Fig 1.
Isolation and characterisation of diabetic PMVs.
(A) Analysis of Tyrode’s buffer, healthy control PMVs (NPMV) and diabetic-patient derived PMVs (DPMV) by NTA. Left panels display particle concentrations (1x108) and size, right panels display individual particle size verses intensity (a.u.), n = 3. (B) PMV particle concentration for Tyrode’s buffer, NPMV and DPMV, n = 3. (C) PMVs were labelled with Annexin V-FITC and/or CD41a-PE, gated around singlets and 10,000 events collected. Example dot plot for single and dual labelled PMVs with quadrant analysis, n = 3. Data are representative of all PMV samples, *** = p<0.001.
Fig 2.
PMVs isolated from poorly controlled diabetic patients harbour an oncogene-polarised miRNA profile compared with PMVs derived from healthy volunteers.

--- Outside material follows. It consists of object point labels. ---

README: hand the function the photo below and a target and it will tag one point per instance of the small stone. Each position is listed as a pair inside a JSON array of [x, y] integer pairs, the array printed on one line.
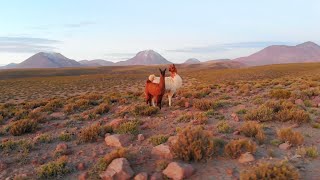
[[162, 151], [246, 157], [140, 137], [118, 169], [285, 146], [178, 171], [141, 176], [235, 117], [81, 166], [118, 140], [83, 176], [236, 133], [156, 176]]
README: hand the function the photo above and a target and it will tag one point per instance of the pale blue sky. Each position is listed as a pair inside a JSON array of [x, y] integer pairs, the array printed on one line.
[[177, 29]]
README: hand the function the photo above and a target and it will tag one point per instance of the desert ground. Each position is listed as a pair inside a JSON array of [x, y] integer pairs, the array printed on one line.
[[248, 123]]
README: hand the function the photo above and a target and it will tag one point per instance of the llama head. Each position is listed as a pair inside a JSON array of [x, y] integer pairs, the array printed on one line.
[[163, 72], [172, 68]]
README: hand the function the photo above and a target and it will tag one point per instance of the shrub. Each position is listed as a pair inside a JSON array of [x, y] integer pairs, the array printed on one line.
[[64, 136], [270, 171], [144, 110], [193, 143], [203, 104], [295, 115], [104, 162], [263, 114], [185, 118], [280, 94], [236, 147], [44, 138], [224, 127], [158, 139], [130, 127], [90, 134], [286, 134], [253, 129], [53, 105], [23, 126], [54, 169]]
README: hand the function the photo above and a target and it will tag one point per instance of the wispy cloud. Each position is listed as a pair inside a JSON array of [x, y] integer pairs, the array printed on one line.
[[26, 44], [229, 47]]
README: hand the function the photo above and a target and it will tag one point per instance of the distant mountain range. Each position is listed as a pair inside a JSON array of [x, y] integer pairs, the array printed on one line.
[[277, 54], [280, 54]]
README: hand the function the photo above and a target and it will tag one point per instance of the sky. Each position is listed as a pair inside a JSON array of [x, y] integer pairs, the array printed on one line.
[[177, 29]]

(A) Multi-dimensional scaling (MDS) plot of miRNA profiles in diabetic PMV samples (D; n = 4) and healthy controls (C; n = 8). (B) Heatmap of expression profiles of all differentially expressed miRNAs in diabetic PMVs compared with normal PMVs. Within the plot, red colour shows diabetic PMVs and green normal. (C) Cluster plot of enriched biological processes associated with mRNA targets of the down regulated (Down) or up regulated (Up) miRNAs. Gene ratio—genes in ontology/total gene set and false discovery rate (FDR)-. mRNA transcripts represented in the plot are experimentally validated miRNA-mRNA interactions from the miRTarBase database. (D) Distribution of known tumour suppressor and oncogenic miRNAs in the set of differentially expressed miRNAs in diabetic PMVs compared with normal PMVs.
Fig 3.
PMVs isolated from poorly controlled diabetic volunteers are internalised by TNBC cells, in vitro.
PMVs were stained with 1mM CellTracker™ Red CMTPX, free-dye removed and labelled PMVs cocultured with MCF-7 or MDA-MB-231 cells for 4h prior to analysis by confocal microscope.
Fig 4.
PMVs isolated from poorly controlled diabetic volunteers potentiate TNBC invasion, in vitro.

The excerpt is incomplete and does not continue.